Why do audiences find my narratives limitedly appealing? They are similar in some regards to the entire literary opus. In what ways are they disimilar? Am i hitting readers over the head with a message? I now do know what my message is. Or is my message missing the accessibility mark?

One core convention across the literary opus is an expression of a moral message. E.M. Forster famously disapproves of moral messages of the nobility rewarded, ignobility punished type: poetic justice. I feel the same way. Poetic justice expresses a limited dimensionality that is not "true to life," the latter, Realism and following literary era conventions. Ignobility is often rewarded, nobility often punished in real life. I like to believe time wounds all heels, but know in my heart that is not true. Avoiding poetic justice in and of itself limits audience appeal. Mass culture loves poetic justice.
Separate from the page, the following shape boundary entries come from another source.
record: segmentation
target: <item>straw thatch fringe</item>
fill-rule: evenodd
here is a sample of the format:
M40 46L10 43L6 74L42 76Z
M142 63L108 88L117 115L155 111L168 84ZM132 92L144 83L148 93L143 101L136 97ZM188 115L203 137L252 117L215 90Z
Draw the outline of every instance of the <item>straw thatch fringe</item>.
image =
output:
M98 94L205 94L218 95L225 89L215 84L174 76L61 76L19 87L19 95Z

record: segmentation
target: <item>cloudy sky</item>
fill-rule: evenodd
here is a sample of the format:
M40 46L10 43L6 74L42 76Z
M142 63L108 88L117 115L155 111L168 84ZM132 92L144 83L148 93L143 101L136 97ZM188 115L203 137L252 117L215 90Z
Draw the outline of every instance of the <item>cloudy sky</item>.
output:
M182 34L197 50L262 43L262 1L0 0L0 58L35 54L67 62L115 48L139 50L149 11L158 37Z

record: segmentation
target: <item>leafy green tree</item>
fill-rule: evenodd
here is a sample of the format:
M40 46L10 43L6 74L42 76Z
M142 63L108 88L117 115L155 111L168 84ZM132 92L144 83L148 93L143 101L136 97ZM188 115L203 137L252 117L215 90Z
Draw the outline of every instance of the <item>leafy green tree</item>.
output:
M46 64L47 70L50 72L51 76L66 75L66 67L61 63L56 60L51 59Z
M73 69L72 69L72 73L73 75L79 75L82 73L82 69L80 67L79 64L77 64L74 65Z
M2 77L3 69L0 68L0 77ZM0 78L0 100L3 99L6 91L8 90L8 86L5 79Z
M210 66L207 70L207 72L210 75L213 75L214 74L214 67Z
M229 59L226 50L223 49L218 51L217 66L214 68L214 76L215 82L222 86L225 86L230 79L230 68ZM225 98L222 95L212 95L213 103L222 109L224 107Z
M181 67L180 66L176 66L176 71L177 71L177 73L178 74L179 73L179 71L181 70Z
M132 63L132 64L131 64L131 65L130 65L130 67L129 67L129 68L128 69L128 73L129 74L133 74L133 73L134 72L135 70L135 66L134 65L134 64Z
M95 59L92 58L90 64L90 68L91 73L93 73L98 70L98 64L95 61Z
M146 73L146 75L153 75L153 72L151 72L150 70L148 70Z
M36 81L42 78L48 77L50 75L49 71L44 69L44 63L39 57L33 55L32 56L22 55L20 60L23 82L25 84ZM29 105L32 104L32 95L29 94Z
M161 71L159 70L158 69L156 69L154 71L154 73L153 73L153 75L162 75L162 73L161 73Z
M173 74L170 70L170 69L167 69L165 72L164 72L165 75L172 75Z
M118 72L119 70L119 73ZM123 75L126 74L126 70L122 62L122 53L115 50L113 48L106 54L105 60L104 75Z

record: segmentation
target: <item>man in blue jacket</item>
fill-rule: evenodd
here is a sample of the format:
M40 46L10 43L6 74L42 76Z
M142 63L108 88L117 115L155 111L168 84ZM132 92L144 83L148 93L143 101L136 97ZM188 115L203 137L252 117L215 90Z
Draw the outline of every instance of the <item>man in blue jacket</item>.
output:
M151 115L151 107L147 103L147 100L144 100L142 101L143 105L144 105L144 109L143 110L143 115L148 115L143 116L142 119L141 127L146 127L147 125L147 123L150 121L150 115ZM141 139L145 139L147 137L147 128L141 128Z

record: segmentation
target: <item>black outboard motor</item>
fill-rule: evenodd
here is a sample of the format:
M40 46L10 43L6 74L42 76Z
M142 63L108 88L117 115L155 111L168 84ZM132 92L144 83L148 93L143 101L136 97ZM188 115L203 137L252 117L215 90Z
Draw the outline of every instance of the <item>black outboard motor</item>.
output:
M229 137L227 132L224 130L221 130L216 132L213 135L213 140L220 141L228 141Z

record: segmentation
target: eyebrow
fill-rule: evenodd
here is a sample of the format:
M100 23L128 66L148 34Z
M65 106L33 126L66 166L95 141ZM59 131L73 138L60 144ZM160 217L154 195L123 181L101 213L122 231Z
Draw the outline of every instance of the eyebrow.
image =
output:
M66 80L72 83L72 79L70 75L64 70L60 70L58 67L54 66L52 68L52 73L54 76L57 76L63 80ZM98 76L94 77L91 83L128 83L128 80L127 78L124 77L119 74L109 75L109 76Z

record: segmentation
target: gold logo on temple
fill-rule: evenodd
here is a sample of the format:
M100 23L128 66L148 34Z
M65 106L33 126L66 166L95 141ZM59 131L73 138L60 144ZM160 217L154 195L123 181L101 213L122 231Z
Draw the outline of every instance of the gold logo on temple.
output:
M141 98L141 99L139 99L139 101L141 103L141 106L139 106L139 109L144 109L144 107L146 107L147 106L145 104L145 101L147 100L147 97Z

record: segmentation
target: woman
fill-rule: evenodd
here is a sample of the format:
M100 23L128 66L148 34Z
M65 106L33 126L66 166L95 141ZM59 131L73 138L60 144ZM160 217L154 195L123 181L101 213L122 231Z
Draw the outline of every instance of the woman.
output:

The trail now blazed ahead isn't so much for me a matter of reflecting or deflecting poetic justice as one of packaging the message accessibly so that targeted readers feel common cause. The novels, short stories, and creative nonfiction narratives I most enjoy are ones where the protagonist experiences a profound identity crisis, a fractured identity and works through to a reintegration. I find this so very basic structural model in all that I've read or viewed narrative-wise, no matter what.

That structural formula is not what I realized; which is, readers with whom I want to find common cause, we derive reading satisfaction and fulfillment differently from mass culture craving poetic justice for feel-good appeal. We enjoy and crave the delicious ironies that real life is, that we are proportionately weighted in our nobility and ignobility measures and accept that's human. In narrative, we can vicariously and risk-free explore our ignobility and nobility.

Then the opening craft, voice, appeal that has up until now eluded me, is an antagonizing event that puts a protagonist into identity crisis fracture; the crisis causes questioning and challenging clashes with presupposed notions of moral propriety; a reintegration at great personal cost on a new-normal moral plane the outcome; underneath, an indictment against uncivil society alienating us. These are my people; this is my message; this is my epiphany.